Introduction

What’s funny is that if you leaf through some of the earlier papers on end-to-end AI speech recognition, the models featured can’t seem to outperform hidden Markov model-based (HMM) approaches. Sure, in the past few years, end-to-end ASR finally got it together to beat out the old timers–strapping together resource-intensive components like attention mechanisms, to build state-of-the-art models. However, on that note, a fire extinguisher still puts out a candle better than a light puff, but at what cost? 

I think we may have been a little quick to leave the classic HMM approaches by the wayside. I mean, just do a quick google search for tutorials on putting together your own ASR application, and you’ll sooner see recommendations to roll out RNN-transducers than any tried-and-true, HMM-based systems. 

The point is, for most of what ASR is needed for, HMMs and hybrid systems get the job done. In fact, the performance gaps of these older, more modestly-sized models essentially amount to a few edge-cases.  So why aren’t we getting hyped about them?

In this article, I want to talk about hybrid machine learning architectures and models, especially HMM-based models. Why don’t they get more attention?

I’ll warn you that lots of what I’m saying is speculative and anecdotal. I want to open a conversation. I’d like to consider, from a developer’s perspective, why a casual developer wouldn’t intuitively take this route, or might be discouraged from doing so.

I’m also not looking to get into the technological nitty-gritty. If some of the terminology seems out-of-scope, fret not. You don’t need to understand emission probabilities and hidden states to grasp “old-tech to new-tech” and “big-models to small-models.” This isn’t a story about machine learning models. This is a double-take at the ceaseless pressure to unquestioningly innovate, grow, and overtake.

I’ll take you through some of the reasons why I think HMMs aren’t seeing much love: notions I had that made me shy away from them, and obstacles that kept me from trying them out. I’ll also propose some ways to get people excited about them.

There are a couple of machine learning educators trying to encourage us to avoid following the hype. These folks—like Jeremy Howard and Rachael Tatman to name a few—are advocating that we prioritize practical, efficient, technologies over whatever’s new, flashy, and has the quirkiest name. I’m here to do the opposite. Let’s fight fire with fire. Big tech wants to make some twenty-quadrillion-parameter language model?

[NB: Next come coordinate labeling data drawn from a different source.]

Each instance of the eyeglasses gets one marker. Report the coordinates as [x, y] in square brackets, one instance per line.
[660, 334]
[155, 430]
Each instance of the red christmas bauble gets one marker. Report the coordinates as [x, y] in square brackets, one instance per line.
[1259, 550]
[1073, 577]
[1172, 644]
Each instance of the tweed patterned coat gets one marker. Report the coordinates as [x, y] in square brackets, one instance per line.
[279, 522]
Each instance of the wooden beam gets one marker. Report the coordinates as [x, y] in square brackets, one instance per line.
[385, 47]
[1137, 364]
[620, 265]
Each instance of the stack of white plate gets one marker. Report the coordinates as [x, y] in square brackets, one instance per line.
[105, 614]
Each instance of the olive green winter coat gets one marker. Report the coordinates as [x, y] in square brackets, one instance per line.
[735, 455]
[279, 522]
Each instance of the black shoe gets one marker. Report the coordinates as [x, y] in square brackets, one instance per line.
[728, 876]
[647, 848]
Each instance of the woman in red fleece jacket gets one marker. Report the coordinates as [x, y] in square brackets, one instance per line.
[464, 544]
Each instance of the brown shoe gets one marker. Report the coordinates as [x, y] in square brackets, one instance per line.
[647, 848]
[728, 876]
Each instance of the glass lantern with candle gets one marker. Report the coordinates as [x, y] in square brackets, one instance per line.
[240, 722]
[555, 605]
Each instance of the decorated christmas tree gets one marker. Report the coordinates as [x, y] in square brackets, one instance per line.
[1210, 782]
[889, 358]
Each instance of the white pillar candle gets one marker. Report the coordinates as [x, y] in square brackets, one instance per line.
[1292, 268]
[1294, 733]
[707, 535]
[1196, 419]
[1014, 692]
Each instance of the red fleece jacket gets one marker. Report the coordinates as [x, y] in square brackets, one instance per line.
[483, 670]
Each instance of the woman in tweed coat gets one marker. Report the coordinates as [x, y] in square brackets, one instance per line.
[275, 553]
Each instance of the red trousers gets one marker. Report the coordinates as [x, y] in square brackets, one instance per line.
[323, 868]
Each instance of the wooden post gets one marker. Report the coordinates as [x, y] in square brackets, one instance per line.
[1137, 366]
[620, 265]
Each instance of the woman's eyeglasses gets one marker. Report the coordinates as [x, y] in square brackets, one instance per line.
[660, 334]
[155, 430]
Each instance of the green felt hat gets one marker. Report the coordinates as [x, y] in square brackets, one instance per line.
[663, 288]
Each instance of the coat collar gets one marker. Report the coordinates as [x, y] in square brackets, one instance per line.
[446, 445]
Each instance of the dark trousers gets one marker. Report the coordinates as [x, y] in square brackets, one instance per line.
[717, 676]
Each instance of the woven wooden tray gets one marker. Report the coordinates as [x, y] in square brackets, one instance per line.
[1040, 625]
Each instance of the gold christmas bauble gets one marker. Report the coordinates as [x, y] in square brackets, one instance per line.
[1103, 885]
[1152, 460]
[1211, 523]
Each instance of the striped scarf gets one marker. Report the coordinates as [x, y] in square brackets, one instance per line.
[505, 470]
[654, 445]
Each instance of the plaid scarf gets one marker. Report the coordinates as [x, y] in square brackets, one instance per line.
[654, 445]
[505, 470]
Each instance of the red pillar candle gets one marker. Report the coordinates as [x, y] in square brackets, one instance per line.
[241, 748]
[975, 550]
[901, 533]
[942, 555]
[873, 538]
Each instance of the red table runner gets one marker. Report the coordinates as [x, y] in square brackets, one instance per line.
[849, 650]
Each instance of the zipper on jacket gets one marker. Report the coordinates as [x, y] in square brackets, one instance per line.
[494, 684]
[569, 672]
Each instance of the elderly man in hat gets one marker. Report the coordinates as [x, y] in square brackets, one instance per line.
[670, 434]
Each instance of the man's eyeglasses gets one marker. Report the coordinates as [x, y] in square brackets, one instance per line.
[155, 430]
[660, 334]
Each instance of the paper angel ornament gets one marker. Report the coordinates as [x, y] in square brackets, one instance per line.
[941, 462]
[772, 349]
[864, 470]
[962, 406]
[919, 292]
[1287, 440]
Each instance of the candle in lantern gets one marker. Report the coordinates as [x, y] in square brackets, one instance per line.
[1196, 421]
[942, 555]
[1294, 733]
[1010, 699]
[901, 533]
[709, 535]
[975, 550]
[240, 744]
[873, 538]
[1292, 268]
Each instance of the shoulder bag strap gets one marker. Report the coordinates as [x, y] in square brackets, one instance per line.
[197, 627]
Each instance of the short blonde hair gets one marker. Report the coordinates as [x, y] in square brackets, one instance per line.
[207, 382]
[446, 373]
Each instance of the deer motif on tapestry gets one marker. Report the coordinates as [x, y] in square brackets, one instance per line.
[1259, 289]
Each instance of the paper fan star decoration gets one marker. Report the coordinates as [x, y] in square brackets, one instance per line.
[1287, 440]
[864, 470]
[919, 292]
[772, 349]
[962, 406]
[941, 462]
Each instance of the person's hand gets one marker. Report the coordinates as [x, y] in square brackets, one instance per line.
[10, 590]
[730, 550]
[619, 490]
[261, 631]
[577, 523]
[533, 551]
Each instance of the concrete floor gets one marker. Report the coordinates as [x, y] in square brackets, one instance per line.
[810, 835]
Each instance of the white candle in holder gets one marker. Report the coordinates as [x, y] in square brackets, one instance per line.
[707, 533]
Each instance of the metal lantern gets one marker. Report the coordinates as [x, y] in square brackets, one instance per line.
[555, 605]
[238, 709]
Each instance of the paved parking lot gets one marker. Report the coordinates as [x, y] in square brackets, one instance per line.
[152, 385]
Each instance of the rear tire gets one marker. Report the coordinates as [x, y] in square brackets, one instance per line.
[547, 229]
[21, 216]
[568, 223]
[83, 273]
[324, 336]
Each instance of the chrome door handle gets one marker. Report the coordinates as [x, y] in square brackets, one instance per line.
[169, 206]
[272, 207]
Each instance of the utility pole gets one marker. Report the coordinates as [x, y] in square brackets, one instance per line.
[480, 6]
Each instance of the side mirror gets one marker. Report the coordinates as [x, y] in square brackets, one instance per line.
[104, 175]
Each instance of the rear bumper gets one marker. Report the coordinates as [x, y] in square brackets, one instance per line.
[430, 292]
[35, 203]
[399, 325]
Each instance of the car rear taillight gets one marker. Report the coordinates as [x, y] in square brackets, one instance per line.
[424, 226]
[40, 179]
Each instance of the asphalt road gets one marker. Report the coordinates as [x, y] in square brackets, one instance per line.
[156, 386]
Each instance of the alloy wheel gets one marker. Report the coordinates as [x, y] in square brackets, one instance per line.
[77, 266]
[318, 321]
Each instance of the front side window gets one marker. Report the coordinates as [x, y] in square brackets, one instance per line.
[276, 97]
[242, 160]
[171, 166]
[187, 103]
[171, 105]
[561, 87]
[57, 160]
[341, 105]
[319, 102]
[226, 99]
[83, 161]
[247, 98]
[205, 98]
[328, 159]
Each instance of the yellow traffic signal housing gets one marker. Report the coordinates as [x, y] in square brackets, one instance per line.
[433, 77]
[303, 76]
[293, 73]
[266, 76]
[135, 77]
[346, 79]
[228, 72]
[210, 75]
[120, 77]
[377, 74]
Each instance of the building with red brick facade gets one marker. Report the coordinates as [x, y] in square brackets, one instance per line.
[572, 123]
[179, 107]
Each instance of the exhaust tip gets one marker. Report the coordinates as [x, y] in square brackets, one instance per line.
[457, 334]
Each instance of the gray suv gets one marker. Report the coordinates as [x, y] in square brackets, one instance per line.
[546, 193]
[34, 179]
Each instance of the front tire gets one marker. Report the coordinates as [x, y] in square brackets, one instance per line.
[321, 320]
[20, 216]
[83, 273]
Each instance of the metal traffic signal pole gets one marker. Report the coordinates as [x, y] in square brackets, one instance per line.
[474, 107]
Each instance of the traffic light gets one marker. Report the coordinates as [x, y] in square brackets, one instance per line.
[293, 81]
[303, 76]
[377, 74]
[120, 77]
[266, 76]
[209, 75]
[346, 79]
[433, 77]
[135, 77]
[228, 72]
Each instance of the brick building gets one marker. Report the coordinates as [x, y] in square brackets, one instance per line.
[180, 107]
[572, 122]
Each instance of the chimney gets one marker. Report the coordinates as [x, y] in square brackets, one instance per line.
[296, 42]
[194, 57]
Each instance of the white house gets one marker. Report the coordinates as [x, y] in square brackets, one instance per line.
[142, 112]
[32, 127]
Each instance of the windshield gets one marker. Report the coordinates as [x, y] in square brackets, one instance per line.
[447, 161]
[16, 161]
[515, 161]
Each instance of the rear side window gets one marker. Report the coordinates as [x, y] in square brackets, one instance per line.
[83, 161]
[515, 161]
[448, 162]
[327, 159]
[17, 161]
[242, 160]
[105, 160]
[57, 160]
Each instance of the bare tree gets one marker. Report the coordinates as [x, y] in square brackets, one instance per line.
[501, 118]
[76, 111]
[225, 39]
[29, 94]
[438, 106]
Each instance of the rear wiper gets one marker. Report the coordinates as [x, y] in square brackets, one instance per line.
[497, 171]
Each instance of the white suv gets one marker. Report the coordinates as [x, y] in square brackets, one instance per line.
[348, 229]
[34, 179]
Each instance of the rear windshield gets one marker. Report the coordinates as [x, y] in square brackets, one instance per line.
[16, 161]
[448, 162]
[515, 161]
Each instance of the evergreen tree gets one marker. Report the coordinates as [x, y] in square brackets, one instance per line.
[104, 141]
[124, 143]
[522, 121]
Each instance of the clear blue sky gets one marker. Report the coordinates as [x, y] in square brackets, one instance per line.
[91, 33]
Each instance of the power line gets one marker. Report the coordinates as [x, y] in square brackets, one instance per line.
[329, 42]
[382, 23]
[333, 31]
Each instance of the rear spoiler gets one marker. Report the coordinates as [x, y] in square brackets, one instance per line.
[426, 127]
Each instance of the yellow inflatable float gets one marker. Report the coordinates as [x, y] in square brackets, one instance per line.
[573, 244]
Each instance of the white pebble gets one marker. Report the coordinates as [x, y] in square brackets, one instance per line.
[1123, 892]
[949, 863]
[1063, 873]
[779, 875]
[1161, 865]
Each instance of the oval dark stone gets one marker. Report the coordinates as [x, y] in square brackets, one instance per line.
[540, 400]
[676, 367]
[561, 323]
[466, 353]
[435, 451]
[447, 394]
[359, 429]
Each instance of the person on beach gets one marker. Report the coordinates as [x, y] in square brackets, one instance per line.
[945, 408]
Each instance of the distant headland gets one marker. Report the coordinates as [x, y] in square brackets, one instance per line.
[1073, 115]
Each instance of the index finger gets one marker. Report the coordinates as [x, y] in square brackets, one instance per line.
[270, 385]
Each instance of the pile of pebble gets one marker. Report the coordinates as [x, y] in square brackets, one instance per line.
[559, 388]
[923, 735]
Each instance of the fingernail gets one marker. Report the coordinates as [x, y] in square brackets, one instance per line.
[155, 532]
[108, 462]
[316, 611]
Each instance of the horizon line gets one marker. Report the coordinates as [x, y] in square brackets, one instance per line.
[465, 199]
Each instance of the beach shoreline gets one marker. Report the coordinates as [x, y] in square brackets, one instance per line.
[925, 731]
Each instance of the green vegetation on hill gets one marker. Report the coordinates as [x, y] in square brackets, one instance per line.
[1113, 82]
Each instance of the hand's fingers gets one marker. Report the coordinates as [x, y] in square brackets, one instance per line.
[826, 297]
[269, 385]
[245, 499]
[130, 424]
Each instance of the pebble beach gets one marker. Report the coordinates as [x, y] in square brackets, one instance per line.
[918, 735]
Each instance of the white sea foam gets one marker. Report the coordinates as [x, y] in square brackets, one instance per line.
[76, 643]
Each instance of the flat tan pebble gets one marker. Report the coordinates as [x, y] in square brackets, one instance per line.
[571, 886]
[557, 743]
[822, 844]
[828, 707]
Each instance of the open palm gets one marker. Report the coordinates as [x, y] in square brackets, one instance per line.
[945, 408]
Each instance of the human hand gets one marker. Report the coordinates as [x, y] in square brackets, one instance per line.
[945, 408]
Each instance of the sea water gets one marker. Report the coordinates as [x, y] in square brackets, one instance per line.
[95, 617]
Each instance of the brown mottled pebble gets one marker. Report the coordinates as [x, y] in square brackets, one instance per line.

Let’s make HMMs instead 😎

What’s Stopping Us

🪨 The Pipeline is Clunky

At least, that’s how it seems. I was just starting out in the linguistics world during a time where the need for pronunciation dictionaries had been essentially obviated. So I totally understand that adopting a somewhat tedious and seemingly outdated workflow is a lot to ask.

Nevertheless, there’s no reason hybrid technologies couldn’t be a fixture in the default pipeline. I mean, they sort of already are– the fact that PyTorch’s Wav2Vec2.0 implementation comes packaged with KenLM support speaks for itself.

But the technology isn’t inherently more complex, it’s just packaged in a much less practical way. PyTorch, Tensorflow, Keras and the like have spoiled us with the idea that a single library can cover our linear algebra, automatic differentiation, and architectural needs with just a few lines of Python code. (At least, that’s what the quickstart tutorials will have you believe.)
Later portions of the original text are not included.